Schwartz could just as easily be talking about himself, if not for the fact that the composer’s repertoire is as hilarious as it is weighty.

Take for example 2006’s “Concerto for Solo Conductor,” in which Roberto-Juan Gonzalez, director of the North Bay Philharmonic, in Napa Valley, Calif., stood in front of a musician-less orchestra and passionately conducted a six-minute piece devoid of sound.

Or the irreverent, “Fashionable Music,” in which both Gonzalez and Schwartz donned robes adorned with small objects and using drumsticks, tapped rhythms off their own bodies.

“Mozart was probably the most divine of all the composers,” Schwartz says. “And he was a practical joker who wrote some pretty scandalous songs –- the kind of pieces you’re allowed to laugh with –– which is what being a human being is all about. If we were always so serious, we’d be like living prunes."

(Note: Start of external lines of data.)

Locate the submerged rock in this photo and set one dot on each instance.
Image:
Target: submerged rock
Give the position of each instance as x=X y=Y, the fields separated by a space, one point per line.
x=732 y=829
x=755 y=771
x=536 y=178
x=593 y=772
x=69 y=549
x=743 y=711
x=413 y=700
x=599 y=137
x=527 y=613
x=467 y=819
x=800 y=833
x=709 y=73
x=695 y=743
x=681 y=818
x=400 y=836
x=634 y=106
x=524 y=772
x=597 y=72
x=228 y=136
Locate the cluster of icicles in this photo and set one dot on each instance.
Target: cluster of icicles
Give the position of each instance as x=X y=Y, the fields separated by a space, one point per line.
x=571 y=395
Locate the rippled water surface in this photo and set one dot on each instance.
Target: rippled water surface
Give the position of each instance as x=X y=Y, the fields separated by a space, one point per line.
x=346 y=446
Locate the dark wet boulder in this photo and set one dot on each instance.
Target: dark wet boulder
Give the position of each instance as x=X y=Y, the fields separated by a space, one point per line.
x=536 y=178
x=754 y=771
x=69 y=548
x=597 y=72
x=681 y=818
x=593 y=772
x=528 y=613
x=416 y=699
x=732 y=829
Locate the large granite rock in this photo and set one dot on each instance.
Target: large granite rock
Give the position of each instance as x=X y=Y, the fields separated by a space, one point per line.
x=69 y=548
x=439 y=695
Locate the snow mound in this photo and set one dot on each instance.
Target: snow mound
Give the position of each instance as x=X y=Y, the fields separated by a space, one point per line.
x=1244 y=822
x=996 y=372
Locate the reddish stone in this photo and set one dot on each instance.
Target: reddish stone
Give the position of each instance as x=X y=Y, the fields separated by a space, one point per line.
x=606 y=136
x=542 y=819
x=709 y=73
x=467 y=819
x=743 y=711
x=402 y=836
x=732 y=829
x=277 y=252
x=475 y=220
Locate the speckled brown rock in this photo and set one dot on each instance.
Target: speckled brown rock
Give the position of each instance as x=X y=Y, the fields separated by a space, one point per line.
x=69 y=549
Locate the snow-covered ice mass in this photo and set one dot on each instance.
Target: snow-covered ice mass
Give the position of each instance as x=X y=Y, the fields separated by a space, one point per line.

Schwartz's Top 5 Inspirations
“I don’t believe in an uptight atmosphere. There are many ways to have great artistic experiences that don’t require the audience to sit quietly in place afraid to crinkle their bon-bon wrappers.”

John Cage
“When he saw what I was doing, it was really so nice. He said, ‘Continue with your wonderful music. Stay as far away from negative people as you can.’ That was an inspiration for me, because by then he was quite famous.”

Puerto Rico
“In the music world, we attracted people from everywhere. I was wonderfully surprised by the access I had to culture in a place like San Juan.”

Electronic sounds
“For someone born in 1940, I didn’t always hear these sounds. But you get used to them. Gosh, computers, cell phones, the sound of air conditioning … they’re a part of my soundscape.”

Audience participation
“I’m gregarious. I want interaction. I think that’s what’s so wonderful about being human. We can actually dialogue. It breaks down the artificial distance between the players and the played-to.”